I browsed my bookshelves looking for a sign, something that would inspire me to make the right decision. I came across Isabel Allende’s Paula, a book she began writing while her daughter was in a coma and finished after Paula died. I pulled the book down to examine it again. I’ve read it many times. It is a book mired in sadness, but it is also a book about the joy of living. One reviewer described it as “beautiful and heart-rending…Memoir, autobiography, epicedium, perhaps even some fiction: they are all here, and they are all quite wonderful.” For me, the book was like a grief potion: as soon as I opened it, familiar waves of loss came streaming out of the bottle. I sat curled up in my favourite armchair, lost in the narrative and sighing at Allende’s prose, and realised this was a format I wanted to explore. It reflected something I wrote in my MA application, and somehow I’d forgotten: I want to document my daughter's story and help others understand and deal with grief and loss; I would like to help others avoid feeling, as I did, like an undignified, invisible, stupid human being. Then I wrote to Isabel Allende in bold sorrow and told her I was going to write a memoir.

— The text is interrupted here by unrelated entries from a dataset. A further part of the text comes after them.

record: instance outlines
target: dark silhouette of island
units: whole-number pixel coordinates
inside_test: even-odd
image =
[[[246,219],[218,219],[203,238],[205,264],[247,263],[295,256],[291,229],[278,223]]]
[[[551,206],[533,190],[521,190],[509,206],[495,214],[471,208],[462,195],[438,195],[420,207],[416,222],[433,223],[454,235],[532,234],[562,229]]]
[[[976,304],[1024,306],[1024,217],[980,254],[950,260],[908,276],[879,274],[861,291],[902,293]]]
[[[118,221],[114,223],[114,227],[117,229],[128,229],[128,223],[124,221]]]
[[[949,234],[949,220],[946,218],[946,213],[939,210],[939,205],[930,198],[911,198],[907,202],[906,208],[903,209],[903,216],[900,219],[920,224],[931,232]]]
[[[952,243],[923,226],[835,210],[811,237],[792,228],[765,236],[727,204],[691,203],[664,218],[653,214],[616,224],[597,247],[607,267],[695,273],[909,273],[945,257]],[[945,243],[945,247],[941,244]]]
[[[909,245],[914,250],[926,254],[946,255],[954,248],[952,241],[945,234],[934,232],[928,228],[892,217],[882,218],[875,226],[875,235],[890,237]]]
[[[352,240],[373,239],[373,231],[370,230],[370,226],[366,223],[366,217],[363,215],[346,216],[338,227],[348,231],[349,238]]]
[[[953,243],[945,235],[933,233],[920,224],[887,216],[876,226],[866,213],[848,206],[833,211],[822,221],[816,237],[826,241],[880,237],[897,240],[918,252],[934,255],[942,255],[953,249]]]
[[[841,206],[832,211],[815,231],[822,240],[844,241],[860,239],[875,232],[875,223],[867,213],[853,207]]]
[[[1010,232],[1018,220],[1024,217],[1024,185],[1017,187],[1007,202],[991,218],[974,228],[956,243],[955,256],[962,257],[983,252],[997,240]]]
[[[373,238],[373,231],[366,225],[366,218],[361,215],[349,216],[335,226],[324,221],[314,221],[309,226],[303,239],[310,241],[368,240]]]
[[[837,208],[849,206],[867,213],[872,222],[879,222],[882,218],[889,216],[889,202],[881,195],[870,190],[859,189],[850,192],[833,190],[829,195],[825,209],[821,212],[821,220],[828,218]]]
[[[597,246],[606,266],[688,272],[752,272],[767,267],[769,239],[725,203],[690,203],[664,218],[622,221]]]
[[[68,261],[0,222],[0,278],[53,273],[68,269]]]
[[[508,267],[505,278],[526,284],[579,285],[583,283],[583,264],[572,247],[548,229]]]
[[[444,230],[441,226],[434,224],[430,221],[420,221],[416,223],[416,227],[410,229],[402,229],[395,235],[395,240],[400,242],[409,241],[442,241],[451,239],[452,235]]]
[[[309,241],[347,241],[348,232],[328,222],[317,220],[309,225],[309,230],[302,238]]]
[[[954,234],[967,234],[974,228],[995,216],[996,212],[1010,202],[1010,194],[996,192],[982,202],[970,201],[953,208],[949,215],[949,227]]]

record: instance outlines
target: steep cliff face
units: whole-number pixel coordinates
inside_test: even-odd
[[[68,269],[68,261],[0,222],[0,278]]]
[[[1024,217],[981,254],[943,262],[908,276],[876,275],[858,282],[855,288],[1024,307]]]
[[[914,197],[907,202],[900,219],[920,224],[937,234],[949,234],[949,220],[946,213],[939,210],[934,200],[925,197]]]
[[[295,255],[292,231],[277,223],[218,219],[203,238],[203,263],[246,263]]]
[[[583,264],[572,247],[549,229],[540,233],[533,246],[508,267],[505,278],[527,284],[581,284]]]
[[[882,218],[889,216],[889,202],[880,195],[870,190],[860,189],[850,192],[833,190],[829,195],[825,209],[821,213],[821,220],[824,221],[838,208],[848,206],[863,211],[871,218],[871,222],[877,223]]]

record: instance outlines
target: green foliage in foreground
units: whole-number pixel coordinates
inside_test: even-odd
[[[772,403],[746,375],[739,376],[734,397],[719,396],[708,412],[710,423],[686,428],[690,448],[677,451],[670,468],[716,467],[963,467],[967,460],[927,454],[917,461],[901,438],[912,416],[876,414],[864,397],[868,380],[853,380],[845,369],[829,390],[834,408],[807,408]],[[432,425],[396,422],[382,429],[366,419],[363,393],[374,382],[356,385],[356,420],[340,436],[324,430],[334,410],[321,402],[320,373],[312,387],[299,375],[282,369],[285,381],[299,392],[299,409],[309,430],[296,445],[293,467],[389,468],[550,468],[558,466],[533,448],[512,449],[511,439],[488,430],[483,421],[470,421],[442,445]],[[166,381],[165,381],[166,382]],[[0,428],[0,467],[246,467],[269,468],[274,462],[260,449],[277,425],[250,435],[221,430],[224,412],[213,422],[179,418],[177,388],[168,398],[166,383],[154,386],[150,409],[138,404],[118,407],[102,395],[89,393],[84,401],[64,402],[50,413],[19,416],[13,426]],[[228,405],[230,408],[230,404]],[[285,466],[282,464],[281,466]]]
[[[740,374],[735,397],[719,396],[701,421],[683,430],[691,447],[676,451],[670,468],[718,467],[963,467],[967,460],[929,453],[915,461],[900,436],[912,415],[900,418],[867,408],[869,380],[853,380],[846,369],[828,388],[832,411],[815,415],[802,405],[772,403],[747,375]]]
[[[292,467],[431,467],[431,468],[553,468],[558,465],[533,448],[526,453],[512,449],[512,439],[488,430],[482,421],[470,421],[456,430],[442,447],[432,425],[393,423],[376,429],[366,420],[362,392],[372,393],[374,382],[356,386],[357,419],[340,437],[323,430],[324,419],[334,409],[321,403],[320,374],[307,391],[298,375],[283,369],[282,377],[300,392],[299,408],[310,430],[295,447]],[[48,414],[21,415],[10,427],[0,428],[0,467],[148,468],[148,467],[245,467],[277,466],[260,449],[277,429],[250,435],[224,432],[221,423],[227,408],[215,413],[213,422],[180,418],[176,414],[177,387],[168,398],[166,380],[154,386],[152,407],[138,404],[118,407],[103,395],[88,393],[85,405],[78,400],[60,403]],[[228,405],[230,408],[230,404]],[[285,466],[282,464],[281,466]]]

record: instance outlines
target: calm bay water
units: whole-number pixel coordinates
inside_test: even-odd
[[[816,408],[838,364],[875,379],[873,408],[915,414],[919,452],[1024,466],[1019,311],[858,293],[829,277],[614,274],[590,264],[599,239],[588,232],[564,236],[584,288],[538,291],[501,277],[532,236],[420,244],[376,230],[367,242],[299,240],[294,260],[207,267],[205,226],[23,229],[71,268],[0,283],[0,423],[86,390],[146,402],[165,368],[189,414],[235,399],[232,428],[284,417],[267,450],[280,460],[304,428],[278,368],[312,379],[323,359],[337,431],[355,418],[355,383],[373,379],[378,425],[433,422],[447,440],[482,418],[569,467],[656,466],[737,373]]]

To my astonishment, Isabel wrote back, not just to tell me she was sorry about Maia’s death, but also to offer some advice. Could I have received a clearer sign? I don’t think so. I am finally going to get my words down on paper, although I am well aware that the hardest part is yet to come: I’ve got to start looking the facts in the eye again. Isabel told me this: “Writing a memoir about loss is like going into a cavern with a candle, illuminating every corner slowly, finding your way in the darkness.” I haven’t gone into the cavern yet, but I’m glad to have found the candle.